Sau khi rút ống nội khí quản bệnh nhân có thể bị viêm đường hô hấp trên
Sau khi rút ống nội khí quản bệnh nhân có thể bị viêm đường hô hấp trên
Criteria for extubation after endotracheal anaesthesia
Patient awake, following medical orders: open eyes, open mouth, stick out tongue, clenched fists, hold head high for 5 seconds. Breathe deeply, evenly, without prompting. Breathing rate more than 14 breaths/minute. Tidal volume (Vt 8ml/kg). Pulse and blood pressure are stable. SpO2 98-100%. If the above criteria are not met, the patient's condition must be evaluated, the effect of muscle relaxants, the respiratory depression effect of Fentanyl, the patient still asleep due to the drug, the muscle relaxant or the use of naloxone.

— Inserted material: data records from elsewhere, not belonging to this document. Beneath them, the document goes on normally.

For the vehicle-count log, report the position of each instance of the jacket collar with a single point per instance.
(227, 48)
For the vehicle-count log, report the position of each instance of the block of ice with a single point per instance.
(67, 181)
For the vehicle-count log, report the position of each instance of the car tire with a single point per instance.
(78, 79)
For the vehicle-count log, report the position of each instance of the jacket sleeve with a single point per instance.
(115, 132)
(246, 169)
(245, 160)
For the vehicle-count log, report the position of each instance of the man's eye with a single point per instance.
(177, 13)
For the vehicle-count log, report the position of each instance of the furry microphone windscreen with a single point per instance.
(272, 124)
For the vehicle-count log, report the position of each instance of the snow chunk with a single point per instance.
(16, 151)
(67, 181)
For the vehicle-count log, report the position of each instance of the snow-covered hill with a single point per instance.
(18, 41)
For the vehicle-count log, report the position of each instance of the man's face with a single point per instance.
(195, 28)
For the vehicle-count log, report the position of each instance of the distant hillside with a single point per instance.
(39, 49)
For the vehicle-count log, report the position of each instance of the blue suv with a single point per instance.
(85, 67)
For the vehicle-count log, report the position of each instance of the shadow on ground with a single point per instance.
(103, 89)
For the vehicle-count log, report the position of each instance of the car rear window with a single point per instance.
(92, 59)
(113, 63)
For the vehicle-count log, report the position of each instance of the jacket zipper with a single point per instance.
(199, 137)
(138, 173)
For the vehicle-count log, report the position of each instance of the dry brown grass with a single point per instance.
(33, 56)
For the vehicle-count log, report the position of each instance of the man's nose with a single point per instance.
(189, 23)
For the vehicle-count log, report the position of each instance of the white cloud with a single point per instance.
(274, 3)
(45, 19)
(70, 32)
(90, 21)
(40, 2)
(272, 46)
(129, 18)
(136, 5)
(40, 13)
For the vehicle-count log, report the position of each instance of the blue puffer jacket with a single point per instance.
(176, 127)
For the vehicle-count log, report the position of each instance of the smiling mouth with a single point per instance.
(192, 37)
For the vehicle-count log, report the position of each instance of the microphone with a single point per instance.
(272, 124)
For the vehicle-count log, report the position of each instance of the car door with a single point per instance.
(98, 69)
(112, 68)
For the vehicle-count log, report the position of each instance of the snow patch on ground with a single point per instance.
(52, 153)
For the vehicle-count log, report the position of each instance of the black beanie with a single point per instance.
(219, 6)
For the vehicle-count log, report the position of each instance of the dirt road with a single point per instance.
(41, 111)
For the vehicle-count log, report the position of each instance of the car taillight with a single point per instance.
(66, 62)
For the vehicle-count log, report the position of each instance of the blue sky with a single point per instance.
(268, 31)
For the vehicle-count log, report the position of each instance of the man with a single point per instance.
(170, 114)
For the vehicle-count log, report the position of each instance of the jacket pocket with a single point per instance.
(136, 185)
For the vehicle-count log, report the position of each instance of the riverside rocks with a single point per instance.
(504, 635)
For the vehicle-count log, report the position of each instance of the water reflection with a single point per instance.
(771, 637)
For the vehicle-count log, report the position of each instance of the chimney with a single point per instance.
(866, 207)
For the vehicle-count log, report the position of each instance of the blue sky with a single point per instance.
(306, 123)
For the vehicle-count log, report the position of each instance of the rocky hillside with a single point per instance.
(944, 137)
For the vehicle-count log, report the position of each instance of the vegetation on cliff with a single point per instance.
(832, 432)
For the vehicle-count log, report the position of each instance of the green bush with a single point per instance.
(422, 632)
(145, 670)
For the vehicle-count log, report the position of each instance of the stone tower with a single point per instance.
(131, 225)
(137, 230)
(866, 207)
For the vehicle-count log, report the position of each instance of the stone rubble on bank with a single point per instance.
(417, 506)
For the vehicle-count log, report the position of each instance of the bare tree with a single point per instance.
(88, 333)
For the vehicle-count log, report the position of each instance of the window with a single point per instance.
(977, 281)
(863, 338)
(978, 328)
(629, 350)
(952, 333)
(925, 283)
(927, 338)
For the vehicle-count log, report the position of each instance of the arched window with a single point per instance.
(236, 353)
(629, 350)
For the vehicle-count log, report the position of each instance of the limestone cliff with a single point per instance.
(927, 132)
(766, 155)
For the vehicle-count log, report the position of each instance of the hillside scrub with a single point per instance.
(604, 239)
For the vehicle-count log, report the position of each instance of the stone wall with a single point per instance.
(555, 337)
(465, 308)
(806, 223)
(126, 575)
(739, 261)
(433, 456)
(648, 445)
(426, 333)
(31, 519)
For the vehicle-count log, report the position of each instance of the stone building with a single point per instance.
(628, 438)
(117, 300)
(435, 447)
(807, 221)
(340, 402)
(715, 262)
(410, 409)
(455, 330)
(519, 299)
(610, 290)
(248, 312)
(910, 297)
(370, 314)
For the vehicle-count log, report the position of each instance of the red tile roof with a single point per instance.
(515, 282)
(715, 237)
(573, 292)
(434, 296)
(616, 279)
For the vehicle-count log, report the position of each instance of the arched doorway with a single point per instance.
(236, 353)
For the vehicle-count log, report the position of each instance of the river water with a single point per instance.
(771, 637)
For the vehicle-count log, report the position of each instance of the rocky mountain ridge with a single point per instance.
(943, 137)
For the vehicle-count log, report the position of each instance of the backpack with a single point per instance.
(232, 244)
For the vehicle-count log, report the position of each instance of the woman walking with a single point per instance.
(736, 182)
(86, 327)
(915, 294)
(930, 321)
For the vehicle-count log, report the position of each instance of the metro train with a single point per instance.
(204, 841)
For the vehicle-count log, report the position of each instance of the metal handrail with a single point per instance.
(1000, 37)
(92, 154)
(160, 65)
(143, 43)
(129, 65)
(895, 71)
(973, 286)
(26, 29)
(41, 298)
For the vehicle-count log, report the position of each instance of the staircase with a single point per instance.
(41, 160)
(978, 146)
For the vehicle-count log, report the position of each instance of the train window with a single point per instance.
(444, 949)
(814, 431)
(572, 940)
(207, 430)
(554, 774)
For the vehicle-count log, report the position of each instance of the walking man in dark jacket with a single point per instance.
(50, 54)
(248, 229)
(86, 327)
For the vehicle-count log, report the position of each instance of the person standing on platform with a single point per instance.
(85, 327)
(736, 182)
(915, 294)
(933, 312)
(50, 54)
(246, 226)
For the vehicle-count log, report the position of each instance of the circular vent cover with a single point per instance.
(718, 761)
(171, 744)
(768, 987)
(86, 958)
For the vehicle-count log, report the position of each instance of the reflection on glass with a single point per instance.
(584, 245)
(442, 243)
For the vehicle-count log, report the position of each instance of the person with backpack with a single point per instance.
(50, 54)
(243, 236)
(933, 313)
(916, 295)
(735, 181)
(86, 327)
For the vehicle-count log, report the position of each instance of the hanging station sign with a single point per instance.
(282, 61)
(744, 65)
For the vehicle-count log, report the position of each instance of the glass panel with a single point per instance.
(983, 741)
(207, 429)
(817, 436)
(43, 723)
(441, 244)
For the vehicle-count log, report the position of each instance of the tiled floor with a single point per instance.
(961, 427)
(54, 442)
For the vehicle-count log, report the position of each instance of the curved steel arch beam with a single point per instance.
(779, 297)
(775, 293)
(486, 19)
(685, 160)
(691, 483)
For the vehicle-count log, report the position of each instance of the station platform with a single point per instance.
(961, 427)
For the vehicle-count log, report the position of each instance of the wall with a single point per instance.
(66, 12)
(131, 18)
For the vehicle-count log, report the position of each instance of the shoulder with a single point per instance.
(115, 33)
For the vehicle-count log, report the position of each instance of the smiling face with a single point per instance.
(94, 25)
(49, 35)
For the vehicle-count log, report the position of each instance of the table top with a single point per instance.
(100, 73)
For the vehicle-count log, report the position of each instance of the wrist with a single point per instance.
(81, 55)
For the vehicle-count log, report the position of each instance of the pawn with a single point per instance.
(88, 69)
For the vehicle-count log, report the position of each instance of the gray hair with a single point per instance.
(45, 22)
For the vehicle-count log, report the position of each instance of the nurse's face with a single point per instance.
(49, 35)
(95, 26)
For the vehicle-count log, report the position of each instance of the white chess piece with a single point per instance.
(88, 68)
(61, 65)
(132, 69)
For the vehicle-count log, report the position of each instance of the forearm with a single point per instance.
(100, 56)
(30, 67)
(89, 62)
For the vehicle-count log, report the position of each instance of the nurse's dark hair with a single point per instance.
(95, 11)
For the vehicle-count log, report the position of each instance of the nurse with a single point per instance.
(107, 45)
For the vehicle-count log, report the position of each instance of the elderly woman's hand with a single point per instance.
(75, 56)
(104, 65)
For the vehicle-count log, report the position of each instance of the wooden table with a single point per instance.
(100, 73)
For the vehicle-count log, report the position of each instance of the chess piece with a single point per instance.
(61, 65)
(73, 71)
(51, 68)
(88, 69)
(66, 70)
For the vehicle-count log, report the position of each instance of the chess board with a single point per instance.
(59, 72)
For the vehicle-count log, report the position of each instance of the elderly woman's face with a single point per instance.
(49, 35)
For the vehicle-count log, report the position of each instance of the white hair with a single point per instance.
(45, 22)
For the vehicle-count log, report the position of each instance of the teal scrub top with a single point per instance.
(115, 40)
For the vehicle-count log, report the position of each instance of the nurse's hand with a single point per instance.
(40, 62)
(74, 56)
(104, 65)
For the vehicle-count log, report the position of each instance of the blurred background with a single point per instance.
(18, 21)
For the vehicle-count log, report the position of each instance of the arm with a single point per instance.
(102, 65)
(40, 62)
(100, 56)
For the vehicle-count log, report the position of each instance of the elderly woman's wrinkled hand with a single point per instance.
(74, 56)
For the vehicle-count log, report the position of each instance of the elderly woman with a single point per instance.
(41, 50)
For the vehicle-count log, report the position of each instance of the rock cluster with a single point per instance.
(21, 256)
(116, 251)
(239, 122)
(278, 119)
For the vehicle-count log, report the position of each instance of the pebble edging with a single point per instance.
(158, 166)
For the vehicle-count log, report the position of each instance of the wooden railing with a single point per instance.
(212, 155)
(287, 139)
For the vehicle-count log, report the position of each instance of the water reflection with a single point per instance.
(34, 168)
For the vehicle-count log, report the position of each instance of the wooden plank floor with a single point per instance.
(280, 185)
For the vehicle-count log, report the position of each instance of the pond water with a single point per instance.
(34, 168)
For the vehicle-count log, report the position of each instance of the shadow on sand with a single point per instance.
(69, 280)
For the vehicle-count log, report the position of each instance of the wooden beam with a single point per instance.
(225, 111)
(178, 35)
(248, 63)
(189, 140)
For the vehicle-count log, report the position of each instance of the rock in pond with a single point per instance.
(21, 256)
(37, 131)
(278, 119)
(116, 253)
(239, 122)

Monitoring during anesthesia
Monitoring the depth of anesthesia based on heart rate, blood pressure, sweating, tearing (PRST); MAC, BIS and Entropy (if any)... Monitor vital signs: Heart rate, blood pressure, SpO2, EtCO2, body temperature. Prevent the endotracheal tube from being misplaced, folded, or blocked. Criteria for extubation in the postoperative period The patient was awake and followed orders. Raise the head for more than 5 seconds, TOF > 0.9 (if any). Breathe spontaneously, breathing rate within normal limits. Pulse and blood pressure are stable. Body temperature > 35oC. There were no complications of endotracheal anesthesia and surgery such as mucus obstruction, reflux of digestive juices into the respiratory tract, hemodynamic disturbances due to anesthesia, local trauma due to intubation... In summary, Endotracheal anesthesia is an intraoperative sedation technique that is widely used in most surgeries, including suturing thoracic duct fistulas in endoscopic thoracic surgery. The success of the surgery also depends a lot on the anesthesia work; Accordingly, it is necessary to ensure the necessary requirements of endotracheal anesthesia for the thoracic fistula surgery to take place smoothly.